Eine Geschichte zwischen Lachen und Weinen
Interessant ist aber auch, was die Debütantin hier daraus macht. Streckenweise hält sie sich im Dramabereich auf, erzählt die tragische Geschichte eines Mädchens, das gnadenlos herumgeschubst wird. Dann wiederum ist I Am Not A Witch eine bissige Satire. Schon der Einstieg, wenn wir Touristen bei dem Besuch eines Hexencamps beobachten, schneidet sich tief ins Fleisch. Der Besuch einer Talk Show und die diversen Versuche, aus Shula Kapital zu schlagen, sezieren fein säuberlich die bigotte Einstellung der Herren: Menschen, die anders sind, sind schlecht – außer ich kann davon profitieren. Das nimmt teilweise so absurde Formen an, gerade auch in Verbindung mit den grotesken Hexenkostümen, welche Shula tragen muss, dass man oft gar nicht anders kann als lachen.

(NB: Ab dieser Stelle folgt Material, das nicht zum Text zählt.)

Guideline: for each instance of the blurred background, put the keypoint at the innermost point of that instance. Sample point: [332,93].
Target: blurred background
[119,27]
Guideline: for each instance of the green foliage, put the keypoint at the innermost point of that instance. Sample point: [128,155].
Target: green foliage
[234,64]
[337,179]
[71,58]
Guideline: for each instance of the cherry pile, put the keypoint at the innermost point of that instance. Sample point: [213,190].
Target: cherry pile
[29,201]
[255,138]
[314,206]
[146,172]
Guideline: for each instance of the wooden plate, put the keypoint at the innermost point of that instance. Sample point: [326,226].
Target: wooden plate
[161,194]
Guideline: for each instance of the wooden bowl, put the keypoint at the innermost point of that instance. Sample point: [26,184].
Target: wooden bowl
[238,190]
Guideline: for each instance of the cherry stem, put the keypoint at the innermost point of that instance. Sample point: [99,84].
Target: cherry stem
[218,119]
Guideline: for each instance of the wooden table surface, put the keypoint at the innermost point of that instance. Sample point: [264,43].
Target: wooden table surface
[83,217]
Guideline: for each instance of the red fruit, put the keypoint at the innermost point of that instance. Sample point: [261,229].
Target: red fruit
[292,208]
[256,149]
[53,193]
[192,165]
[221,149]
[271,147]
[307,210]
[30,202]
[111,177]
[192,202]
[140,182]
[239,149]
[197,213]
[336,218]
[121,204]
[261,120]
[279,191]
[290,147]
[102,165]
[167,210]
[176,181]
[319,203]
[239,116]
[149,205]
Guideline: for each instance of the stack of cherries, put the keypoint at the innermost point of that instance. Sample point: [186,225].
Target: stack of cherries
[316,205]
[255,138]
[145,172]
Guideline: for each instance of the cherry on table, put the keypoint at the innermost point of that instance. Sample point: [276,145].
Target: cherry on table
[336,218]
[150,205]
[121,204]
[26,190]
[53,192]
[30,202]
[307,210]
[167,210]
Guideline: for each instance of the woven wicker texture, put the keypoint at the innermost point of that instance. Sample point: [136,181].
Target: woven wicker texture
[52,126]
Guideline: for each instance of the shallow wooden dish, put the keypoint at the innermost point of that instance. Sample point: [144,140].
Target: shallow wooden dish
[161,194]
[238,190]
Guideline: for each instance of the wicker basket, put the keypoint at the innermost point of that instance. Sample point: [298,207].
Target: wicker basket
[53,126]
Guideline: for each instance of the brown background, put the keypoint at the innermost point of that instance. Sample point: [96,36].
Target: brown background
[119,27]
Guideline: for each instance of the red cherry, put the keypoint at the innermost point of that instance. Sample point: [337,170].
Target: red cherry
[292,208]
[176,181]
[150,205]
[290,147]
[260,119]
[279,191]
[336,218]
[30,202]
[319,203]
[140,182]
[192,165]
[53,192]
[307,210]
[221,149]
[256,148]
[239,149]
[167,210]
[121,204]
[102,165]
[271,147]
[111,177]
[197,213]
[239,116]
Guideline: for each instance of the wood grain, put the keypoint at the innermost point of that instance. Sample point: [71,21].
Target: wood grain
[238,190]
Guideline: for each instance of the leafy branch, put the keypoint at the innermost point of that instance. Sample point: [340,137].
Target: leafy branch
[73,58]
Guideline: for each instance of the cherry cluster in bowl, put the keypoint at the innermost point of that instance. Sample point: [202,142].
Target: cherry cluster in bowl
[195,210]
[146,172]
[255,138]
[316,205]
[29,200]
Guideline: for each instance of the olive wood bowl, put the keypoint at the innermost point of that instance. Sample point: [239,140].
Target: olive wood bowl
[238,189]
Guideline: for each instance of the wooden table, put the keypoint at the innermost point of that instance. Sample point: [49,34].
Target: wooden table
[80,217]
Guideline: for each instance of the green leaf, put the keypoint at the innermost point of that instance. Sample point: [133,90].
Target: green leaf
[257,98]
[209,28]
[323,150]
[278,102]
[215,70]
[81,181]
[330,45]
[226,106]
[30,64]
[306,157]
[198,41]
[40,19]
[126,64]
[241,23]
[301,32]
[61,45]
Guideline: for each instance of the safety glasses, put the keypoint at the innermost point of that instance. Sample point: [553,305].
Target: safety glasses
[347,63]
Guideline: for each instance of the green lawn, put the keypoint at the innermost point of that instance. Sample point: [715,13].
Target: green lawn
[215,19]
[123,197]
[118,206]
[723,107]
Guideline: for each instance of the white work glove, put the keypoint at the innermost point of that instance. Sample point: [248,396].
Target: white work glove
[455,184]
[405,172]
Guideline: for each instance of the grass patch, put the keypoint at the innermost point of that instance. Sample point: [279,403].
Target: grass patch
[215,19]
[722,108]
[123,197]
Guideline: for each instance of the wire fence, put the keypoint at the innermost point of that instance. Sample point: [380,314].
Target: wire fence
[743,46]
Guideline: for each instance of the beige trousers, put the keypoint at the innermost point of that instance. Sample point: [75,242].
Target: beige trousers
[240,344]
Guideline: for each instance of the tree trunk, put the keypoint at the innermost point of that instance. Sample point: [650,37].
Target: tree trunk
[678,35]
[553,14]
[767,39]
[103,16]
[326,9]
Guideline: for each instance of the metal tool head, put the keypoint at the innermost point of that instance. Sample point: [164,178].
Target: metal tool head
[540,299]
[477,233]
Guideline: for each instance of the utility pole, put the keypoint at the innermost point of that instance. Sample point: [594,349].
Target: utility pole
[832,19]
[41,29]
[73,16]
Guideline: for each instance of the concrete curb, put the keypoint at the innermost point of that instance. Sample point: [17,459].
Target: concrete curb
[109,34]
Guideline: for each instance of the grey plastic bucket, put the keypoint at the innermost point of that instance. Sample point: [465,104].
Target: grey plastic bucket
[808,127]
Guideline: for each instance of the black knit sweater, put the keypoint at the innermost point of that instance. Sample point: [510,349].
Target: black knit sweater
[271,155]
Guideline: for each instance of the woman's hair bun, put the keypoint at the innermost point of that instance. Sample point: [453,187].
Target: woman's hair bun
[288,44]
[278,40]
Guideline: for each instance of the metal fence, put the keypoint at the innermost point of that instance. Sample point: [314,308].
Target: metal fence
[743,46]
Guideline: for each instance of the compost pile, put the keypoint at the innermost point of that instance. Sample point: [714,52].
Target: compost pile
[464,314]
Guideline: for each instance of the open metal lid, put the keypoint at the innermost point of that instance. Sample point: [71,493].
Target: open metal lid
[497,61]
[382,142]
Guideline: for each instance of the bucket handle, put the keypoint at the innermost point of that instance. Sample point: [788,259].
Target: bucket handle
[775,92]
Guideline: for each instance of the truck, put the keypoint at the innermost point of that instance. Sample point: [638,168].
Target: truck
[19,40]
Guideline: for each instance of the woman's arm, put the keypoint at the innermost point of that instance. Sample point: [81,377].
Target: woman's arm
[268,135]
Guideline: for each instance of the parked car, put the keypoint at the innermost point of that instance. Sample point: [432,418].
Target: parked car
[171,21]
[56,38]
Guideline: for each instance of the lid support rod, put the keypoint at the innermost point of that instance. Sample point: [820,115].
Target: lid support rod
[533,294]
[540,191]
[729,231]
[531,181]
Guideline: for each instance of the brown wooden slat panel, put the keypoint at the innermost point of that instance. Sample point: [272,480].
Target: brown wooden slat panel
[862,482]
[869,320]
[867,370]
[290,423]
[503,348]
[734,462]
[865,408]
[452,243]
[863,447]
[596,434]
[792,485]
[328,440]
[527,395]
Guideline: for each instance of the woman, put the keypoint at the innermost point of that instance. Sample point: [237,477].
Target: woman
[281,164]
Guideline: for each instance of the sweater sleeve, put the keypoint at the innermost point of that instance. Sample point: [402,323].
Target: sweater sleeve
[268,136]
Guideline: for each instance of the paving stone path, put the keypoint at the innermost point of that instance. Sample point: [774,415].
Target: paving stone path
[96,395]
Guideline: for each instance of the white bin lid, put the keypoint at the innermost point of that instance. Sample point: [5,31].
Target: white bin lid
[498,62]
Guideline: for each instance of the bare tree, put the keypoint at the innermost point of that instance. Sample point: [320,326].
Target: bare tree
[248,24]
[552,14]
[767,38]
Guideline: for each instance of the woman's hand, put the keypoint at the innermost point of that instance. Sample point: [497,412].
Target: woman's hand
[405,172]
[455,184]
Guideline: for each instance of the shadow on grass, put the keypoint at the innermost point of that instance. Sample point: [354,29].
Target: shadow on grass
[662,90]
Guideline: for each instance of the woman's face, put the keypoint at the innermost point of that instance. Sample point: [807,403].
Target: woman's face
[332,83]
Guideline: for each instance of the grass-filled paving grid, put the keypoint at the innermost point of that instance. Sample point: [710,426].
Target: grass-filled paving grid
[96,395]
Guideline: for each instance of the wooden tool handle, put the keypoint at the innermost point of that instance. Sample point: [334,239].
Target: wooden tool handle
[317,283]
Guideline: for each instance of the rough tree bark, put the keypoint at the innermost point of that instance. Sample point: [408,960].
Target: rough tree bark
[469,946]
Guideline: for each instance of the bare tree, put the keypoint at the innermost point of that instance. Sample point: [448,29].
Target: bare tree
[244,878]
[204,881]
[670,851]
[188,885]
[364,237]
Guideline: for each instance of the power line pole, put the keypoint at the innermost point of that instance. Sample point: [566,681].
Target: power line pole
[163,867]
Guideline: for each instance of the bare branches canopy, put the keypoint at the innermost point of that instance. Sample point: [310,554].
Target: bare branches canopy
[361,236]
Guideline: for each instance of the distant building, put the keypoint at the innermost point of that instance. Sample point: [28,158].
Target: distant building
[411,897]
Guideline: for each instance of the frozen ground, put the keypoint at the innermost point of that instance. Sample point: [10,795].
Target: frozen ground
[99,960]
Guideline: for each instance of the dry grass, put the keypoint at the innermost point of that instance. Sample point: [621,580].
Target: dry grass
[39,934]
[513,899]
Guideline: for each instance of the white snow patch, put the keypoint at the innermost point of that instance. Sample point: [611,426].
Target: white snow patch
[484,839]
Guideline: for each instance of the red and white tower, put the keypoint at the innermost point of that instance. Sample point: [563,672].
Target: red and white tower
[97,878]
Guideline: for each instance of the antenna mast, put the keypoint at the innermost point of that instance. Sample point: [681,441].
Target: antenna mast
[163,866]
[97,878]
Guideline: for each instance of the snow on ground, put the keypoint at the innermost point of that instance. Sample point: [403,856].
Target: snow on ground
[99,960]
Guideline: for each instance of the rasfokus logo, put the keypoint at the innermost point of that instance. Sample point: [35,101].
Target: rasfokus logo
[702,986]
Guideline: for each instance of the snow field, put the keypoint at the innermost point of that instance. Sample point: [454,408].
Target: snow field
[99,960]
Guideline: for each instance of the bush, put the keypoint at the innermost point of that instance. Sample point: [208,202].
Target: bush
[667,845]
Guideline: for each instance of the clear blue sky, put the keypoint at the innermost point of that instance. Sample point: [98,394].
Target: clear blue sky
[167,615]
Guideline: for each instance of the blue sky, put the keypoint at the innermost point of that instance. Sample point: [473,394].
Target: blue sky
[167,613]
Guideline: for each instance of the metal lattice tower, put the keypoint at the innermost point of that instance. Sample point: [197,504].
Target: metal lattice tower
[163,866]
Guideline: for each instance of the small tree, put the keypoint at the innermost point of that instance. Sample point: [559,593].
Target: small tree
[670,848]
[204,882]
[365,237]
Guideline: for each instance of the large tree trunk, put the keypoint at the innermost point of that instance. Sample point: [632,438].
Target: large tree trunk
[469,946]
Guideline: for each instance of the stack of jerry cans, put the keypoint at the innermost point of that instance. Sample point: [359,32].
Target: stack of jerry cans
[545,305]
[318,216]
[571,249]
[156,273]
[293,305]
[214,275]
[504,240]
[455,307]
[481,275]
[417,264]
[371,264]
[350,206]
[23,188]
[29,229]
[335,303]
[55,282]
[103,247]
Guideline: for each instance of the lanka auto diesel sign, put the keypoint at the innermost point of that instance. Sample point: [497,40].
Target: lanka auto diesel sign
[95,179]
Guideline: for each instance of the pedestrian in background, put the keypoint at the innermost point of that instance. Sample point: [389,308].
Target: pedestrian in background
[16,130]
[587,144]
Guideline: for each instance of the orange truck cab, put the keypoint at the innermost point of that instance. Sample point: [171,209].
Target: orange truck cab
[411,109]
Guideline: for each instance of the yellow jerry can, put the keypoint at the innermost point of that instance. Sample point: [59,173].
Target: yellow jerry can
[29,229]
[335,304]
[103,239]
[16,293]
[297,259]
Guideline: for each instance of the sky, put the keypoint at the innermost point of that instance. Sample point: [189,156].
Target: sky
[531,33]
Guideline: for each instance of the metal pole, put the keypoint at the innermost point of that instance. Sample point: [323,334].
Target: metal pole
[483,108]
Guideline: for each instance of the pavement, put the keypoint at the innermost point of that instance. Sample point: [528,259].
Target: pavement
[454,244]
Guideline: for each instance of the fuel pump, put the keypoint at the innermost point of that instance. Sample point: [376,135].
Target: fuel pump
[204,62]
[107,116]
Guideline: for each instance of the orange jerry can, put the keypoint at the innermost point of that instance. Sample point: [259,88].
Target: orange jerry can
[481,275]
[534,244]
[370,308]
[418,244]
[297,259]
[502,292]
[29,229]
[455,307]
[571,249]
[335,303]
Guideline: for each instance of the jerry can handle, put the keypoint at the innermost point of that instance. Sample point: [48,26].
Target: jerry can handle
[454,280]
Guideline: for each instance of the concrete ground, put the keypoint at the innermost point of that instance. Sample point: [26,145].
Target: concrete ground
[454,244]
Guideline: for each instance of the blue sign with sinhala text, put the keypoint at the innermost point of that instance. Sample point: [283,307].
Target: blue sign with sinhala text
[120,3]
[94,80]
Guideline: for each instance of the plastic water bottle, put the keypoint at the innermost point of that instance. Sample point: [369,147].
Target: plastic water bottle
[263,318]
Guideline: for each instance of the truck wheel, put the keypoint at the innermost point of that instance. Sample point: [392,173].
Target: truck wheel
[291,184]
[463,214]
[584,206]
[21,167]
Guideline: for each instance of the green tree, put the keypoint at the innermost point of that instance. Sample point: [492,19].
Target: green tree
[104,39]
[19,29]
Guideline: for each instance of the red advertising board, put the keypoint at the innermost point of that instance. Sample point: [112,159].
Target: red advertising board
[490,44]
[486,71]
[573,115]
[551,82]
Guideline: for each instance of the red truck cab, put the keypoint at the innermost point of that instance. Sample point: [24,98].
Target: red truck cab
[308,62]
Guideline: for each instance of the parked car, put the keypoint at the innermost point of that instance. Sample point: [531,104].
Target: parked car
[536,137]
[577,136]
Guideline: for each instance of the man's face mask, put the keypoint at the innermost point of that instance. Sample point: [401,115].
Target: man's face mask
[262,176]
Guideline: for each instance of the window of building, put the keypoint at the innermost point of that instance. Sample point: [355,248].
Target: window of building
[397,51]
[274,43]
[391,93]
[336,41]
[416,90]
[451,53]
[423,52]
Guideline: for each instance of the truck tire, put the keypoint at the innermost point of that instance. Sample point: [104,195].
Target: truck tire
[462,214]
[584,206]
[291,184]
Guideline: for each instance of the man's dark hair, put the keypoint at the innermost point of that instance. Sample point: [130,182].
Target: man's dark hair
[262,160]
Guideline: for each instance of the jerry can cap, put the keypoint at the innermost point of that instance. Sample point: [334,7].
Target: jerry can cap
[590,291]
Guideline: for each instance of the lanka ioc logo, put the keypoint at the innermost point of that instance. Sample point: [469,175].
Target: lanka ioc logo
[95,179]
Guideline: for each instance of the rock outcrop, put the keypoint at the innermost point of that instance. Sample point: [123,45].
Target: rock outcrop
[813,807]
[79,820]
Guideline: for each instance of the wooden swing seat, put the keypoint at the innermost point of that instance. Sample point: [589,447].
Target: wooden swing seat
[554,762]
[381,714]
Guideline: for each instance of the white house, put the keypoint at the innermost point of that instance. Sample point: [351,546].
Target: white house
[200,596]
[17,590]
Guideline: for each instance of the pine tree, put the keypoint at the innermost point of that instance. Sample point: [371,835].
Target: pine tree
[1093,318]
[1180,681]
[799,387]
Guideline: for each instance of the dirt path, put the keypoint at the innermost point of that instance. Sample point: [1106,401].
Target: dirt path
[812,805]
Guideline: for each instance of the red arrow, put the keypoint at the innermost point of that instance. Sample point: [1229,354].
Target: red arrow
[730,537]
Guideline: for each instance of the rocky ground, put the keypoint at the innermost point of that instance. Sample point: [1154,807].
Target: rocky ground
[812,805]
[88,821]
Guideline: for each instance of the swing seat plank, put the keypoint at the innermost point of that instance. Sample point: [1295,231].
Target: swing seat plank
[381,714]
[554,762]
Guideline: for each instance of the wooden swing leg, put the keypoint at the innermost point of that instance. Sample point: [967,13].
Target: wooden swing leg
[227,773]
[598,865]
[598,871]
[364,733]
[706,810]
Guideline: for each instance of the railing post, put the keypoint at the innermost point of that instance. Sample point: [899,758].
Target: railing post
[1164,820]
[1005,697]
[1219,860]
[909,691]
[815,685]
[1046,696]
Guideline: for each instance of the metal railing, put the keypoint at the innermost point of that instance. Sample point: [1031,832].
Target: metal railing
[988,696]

So sehen gibt es ohnehin einiges: Die bizarre Vorrichtung, um die Hexen von einer Flucht abzuhalten, muss man gesehen haben, um sie zu glauben. Und selbst dann wird man oft zwischen verstört und amüsiert auf die Leinwand schauen. Inhaltlich tut sich Nyoni jedoch schon deutlich schwerer, die Aufmerksamkeit zu behalten. Eine fortlaufende Geschichte wird hier nicht erzählt, stattdessen besteht der Film aus lauter Episoden ohne erkennbaren Aufbau. Und auch Shula selbst wird eher vernachlässigt: Es dauert lange, bis sie sich überhaupt mal äußert. Das, was sie sagt, ist zudem weniger geeignet, ihr Profil zu geben. Hat man sich erst einmal an den sonderbaren Bildern und der ungewöhnlichen Situation sattgesehen, kommt es dann auch zu spürbaren Längen. Für reguläre Kinostarts ist das eher weniger geeignet, für Festivals umso mehr: Nach der Premiere in Cannes ist I Am Not A Witch derzeit auf dem 35. Filmfest in München sowie beim NIFFF 2017 zu sehen. Wer dort sein sollte und ein Faible für bissig-eigenwillige Filme hat, sollte sich das hier deshalb nicht entgehen lassen.